For decades, Coca Cola has owned one of the most recognisable pieces of Christmas advertising in global media. The classic Christmas Trucks commercial is iconic for a reason. The warm glow of the red trucks, the snowy forest, the choir, the young boy ringing the church bell. For many families, its appearance on television marks the unofficial start of the Christmas season.
This year, Coca Cola replaced that legacy with an entirely new advertisement created with artificial intelligence. The result has sparked widespread criticism online. Viewers describe the visuals as unsettling, uncanny and emotionally hollow. The imagery resembles the type of AI generated holiday posts that circulate on Facebook rather than a flagship campaign from one of the largest consumer brands in the world.

What Coca Cola Released
According to Coca Cola, the new advertisement was part of its broader effort to integrate AI into creative work. The company has been publicly experimenting with AI assisted campaigns since early 2023. The Christmas ad is a montage of AI generated scenes intended to show how people around the world celebrate the holiday season.
However, viewers quickly noted issues. Many of the scenes contain distorted faces, unnatural lighting and physics that do not resemble real life. Several frames appear stitched together in ways that break continuity. The final product does not match the level of polish people expect from a company that has historically set industry standards for Christmas advertising.
Why This Feels Wrong to So Many People
Coca Cola’s Christmas branding is built on nostalgia and emotional familiarity. The classic Trucks advertisement works because it feels human. It is grounded in real cinematography, real actors and tangible settings. People associate it with memories, childhood and tradition.
By contrast, the AI version lacks a human signature. There is no emotional centre, no meaningful story and no sense of craft. What is most striking is that Coca Cola chose to replace a time trusted tradition with something that feels experimental and untested.
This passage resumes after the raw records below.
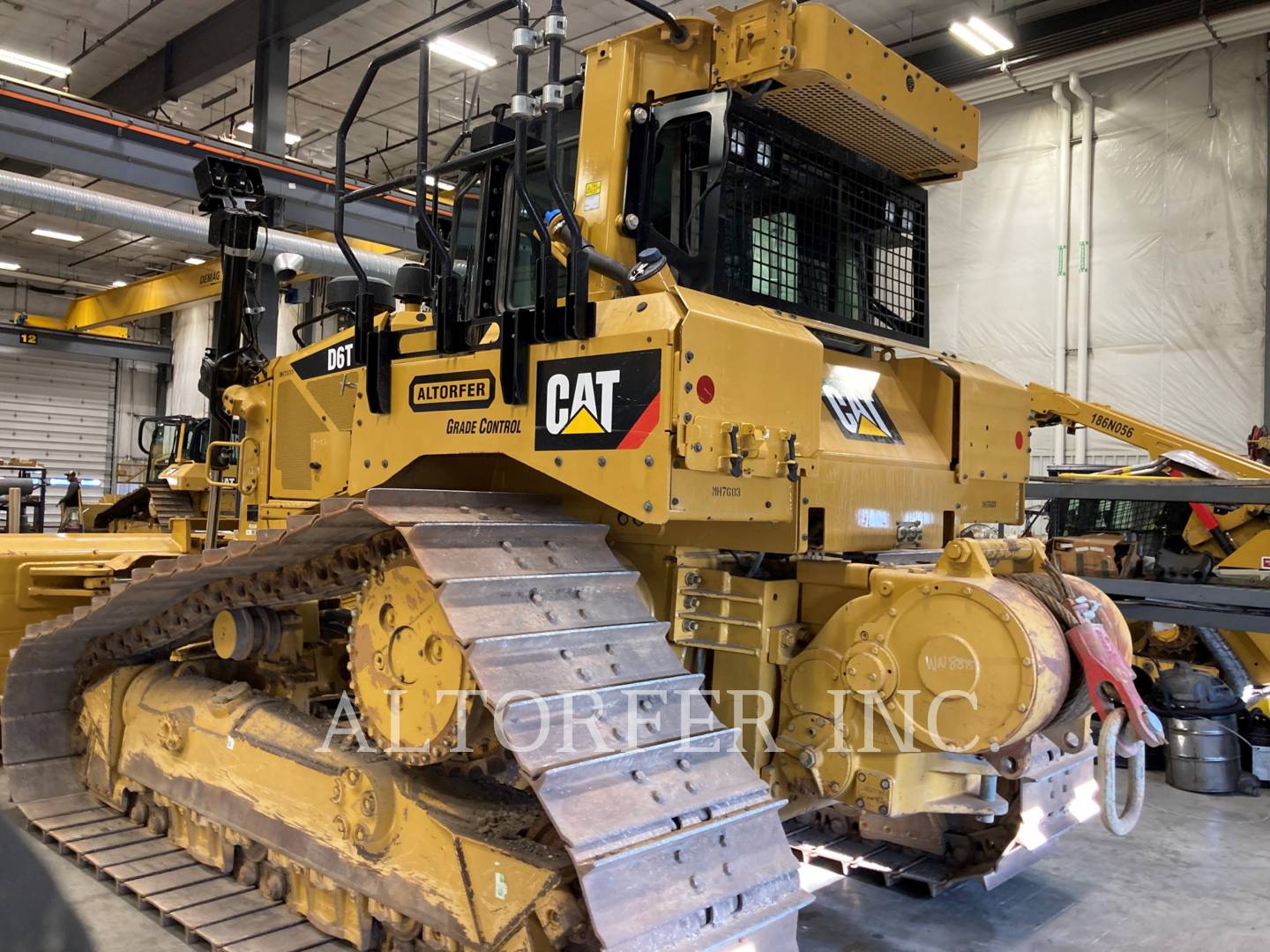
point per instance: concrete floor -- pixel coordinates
(1194, 874)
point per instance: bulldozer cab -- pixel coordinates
(167, 441)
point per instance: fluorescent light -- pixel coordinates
(31, 63)
(972, 40)
(249, 127)
(461, 54)
(56, 235)
(444, 185)
(998, 40)
(984, 40)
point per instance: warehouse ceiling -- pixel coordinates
(107, 43)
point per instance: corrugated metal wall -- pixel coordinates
(61, 412)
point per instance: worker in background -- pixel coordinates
(70, 504)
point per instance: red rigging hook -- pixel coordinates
(1110, 677)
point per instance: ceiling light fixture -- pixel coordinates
(56, 235)
(249, 129)
(31, 63)
(982, 38)
(444, 185)
(460, 54)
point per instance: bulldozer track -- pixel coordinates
(156, 874)
(693, 859)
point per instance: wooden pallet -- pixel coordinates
(848, 856)
(210, 905)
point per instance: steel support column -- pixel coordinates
(272, 77)
(213, 48)
(1265, 326)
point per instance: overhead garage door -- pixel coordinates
(58, 410)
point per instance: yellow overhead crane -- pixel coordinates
(1236, 537)
(596, 573)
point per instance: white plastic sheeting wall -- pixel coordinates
(190, 337)
(1177, 315)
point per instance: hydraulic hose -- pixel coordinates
(678, 32)
(1236, 674)
(519, 115)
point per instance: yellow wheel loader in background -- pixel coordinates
(628, 533)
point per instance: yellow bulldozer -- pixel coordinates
(623, 531)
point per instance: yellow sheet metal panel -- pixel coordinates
(743, 369)
(836, 79)
(597, 419)
(992, 442)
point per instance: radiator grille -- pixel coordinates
(854, 122)
(811, 227)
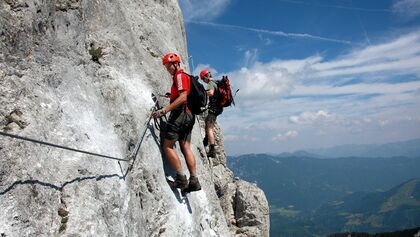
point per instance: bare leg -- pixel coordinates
(168, 148)
(209, 132)
(189, 156)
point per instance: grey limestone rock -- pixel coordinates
(244, 204)
(81, 73)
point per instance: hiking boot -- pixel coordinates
(181, 182)
(194, 184)
(206, 141)
(212, 151)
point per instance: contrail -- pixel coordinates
(277, 33)
(336, 6)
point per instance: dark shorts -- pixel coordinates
(211, 119)
(180, 125)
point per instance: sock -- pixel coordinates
(180, 174)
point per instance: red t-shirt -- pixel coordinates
(181, 83)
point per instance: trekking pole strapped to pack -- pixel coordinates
(138, 144)
(224, 91)
(197, 98)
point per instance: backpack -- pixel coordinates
(197, 98)
(224, 92)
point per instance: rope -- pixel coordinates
(60, 146)
(132, 155)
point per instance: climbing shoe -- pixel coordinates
(212, 151)
(206, 141)
(181, 182)
(194, 185)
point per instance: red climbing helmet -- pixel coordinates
(203, 73)
(171, 58)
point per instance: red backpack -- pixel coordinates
(224, 92)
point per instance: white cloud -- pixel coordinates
(196, 9)
(313, 117)
(407, 9)
(344, 99)
(286, 136)
(237, 138)
(400, 55)
(200, 67)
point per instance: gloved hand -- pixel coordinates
(159, 113)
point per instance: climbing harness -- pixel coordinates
(127, 159)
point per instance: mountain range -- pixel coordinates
(310, 196)
(410, 148)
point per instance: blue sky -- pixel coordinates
(311, 73)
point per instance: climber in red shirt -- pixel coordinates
(179, 125)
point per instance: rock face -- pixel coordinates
(244, 204)
(80, 73)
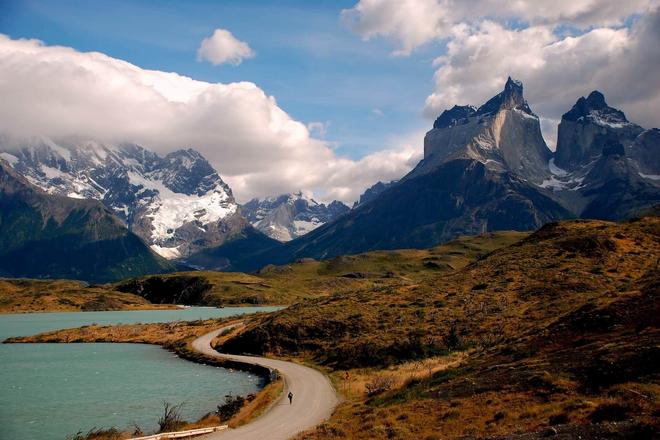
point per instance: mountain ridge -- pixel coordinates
(46, 236)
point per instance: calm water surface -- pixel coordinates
(49, 391)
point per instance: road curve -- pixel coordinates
(313, 402)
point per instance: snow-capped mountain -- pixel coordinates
(177, 203)
(488, 168)
(289, 216)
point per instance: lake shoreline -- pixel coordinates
(173, 337)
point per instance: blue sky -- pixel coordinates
(376, 106)
(305, 57)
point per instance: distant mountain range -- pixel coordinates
(290, 216)
(488, 168)
(485, 168)
(50, 236)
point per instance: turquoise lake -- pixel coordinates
(51, 391)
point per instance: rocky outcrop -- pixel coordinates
(290, 216)
(503, 134)
(50, 236)
(372, 192)
(178, 204)
(587, 127)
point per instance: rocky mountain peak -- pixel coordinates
(454, 116)
(613, 148)
(177, 203)
(593, 108)
(587, 128)
(289, 216)
(503, 134)
(508, 99)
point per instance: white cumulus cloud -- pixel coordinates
(412, 23)
(560, 49)
(255, 145)
(222, 47)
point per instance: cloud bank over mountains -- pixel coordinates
(256, 146)
(560, 49)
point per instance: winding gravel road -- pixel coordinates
(313, 402)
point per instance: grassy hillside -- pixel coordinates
(557, 334)
(273, 285)
(307, 279)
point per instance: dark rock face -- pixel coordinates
(290, 216)
(587, 127)
(454, 116)
(372, 192)
(510, 98)
(49, 236)
(489, 169)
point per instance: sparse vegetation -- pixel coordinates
(171, 419)
(546, 341)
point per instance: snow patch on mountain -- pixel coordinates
(169, 210)
(13, 160)
(176, 203)
(289, 216)
(561, 179)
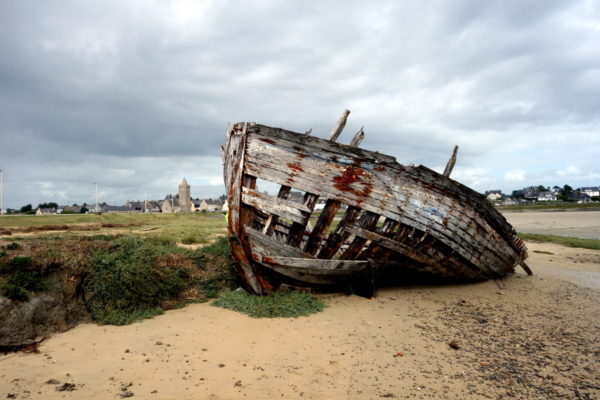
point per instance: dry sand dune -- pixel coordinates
(525, 337)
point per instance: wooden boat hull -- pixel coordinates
(387, 214)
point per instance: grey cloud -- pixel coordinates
(96, 86)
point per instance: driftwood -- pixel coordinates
(377, 213)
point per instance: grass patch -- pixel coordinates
(567, 241)
(15, 292)
(126, 317)
(130, 280)
(280, 304)
(191, 239)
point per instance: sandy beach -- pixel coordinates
(525, 337)
(582, 224)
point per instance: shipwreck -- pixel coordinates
(377, 213)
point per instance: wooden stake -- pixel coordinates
(360, 135)
(339, 126)
(451, 162)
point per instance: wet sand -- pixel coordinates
(582, 224)
(526, 337)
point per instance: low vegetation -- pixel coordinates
(562, 240)
(122, 278)
(129, 267)
(279, 304)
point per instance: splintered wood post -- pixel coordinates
(328, 214)
(451, 162)
(284, 192)
(335, 132)
(360, 135)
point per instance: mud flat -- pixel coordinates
(582, 224)
(528, 337)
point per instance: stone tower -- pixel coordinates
(184, 196)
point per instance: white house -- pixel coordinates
(591, 191)
(546, 196)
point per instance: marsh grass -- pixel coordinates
(126, 273)
(567, 241)
(289, 304)
(196, 227)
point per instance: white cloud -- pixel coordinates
(135, 95)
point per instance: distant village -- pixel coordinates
(182, 202)
(536, 194)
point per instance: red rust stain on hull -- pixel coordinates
(353, 175)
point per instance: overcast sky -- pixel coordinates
(136, 95)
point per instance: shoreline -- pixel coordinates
(524, 336)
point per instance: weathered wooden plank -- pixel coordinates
(319, 266)
(274, 205)
(408, 210)
(247, 213)
(233, 182)
(336, 239)
(271, 222)
(379, 162)
(375, 251)
(372, 179)
(272, 246)
(312, 144)
(298, 229)
(325, 219)
(451, 162)
(367, 221)
(390, 244)
(337, 129)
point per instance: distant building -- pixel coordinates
(493, 195)
(581, 197)
(45, 211)
(211, 205)
(546, 196)
(180, 203)
(591, 191)
(118, 210)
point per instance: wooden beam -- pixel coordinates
(451, 162)
(360, 135)
(314, 241)
(390, 244)
(271, 222)
(367, 221)
(336, 239)
(274, 205)
(337, 129)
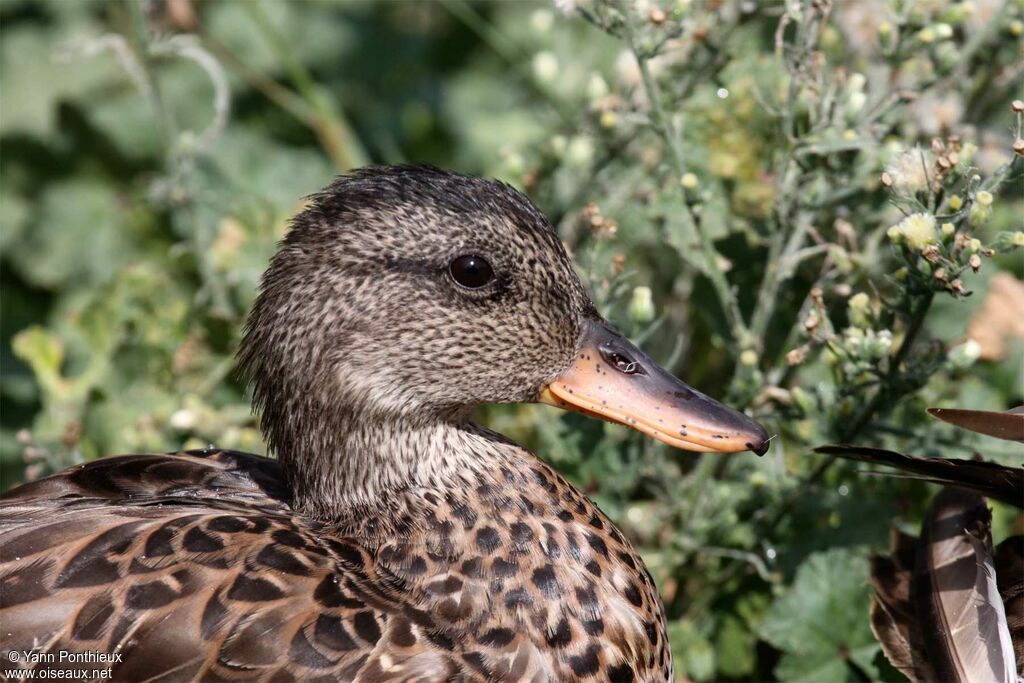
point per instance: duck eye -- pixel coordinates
(471, 271)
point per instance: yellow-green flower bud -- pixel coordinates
(980, 214)
(860, 309)
(919, 230)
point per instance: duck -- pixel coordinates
(390, 538)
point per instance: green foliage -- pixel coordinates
(788, 205)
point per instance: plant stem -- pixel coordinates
(710, 256)
(337, 135)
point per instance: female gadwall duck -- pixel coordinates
(392, 539)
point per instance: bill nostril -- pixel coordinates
(622, 361)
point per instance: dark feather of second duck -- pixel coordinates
(392, 539)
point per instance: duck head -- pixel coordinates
(409, 295)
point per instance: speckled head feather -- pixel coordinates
(358, 321)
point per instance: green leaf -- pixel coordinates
(43, 352)
(692, 653)
(821, 623)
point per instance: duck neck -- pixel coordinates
(367, 461)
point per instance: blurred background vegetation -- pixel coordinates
(807, 208)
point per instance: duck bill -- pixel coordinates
(613, 380)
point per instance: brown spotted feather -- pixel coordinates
(391, 540)
(195, 567)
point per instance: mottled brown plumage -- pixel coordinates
(392, 540)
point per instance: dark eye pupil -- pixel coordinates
(471, 271)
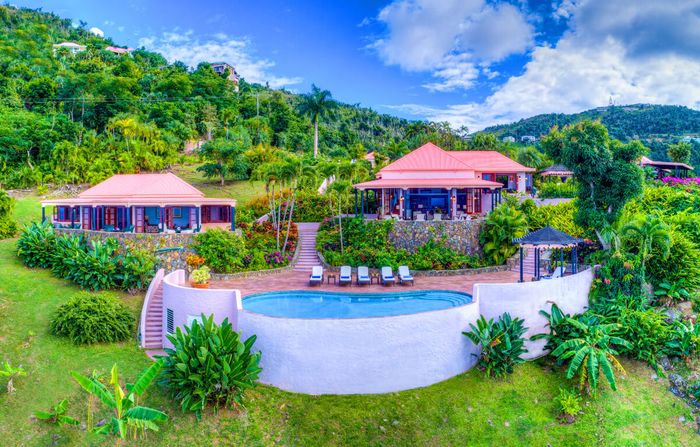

A Wider Concern About AI in Creative Work
As a tech publication, we often highlight the ways AI can accelerate workflows, enable new creative possibilities and expand access to tools that once required specialised skills. There is tremendous value in that.
However, AI also has limits. There is a difference between using AI to enhance human creativity and using it to replace cultural touchstones that rely on emotional depth. The arts work when there is intention, perspective and care. A Christmas advertisement is not simply content to fill space. It is storytelling.
Coca Cola’s decision highlights a growing trend of major brands replacing handcrafted creative work with AI produced material that lacks the human connection audiences expect. When a company with the resources of Coca Cola opts for an AI shortcut on its most important seasonal campaign, it sends a message about where the industry is heading.

Viewers Are Not Wrong To Expect Better
Coca Cola has every right to experiment, but the public is also justified in its disappointment. The original Christmas Trucks advertisement became iconic because it was made with effort and artistry. When that is replaced with an AI generated reel that feels impersonal, people notice.
The question is not whether AI should be used in advertising. The question is where it should be used. Tools that help artists work faster or unlock new visual ideas can add value. Tools that replace emotional craft with algorithmic output erode the very things audiences care about.
This year’s Coca Cola Christmas ad is a reminder that technology should help the arts grow upward, not flatten them.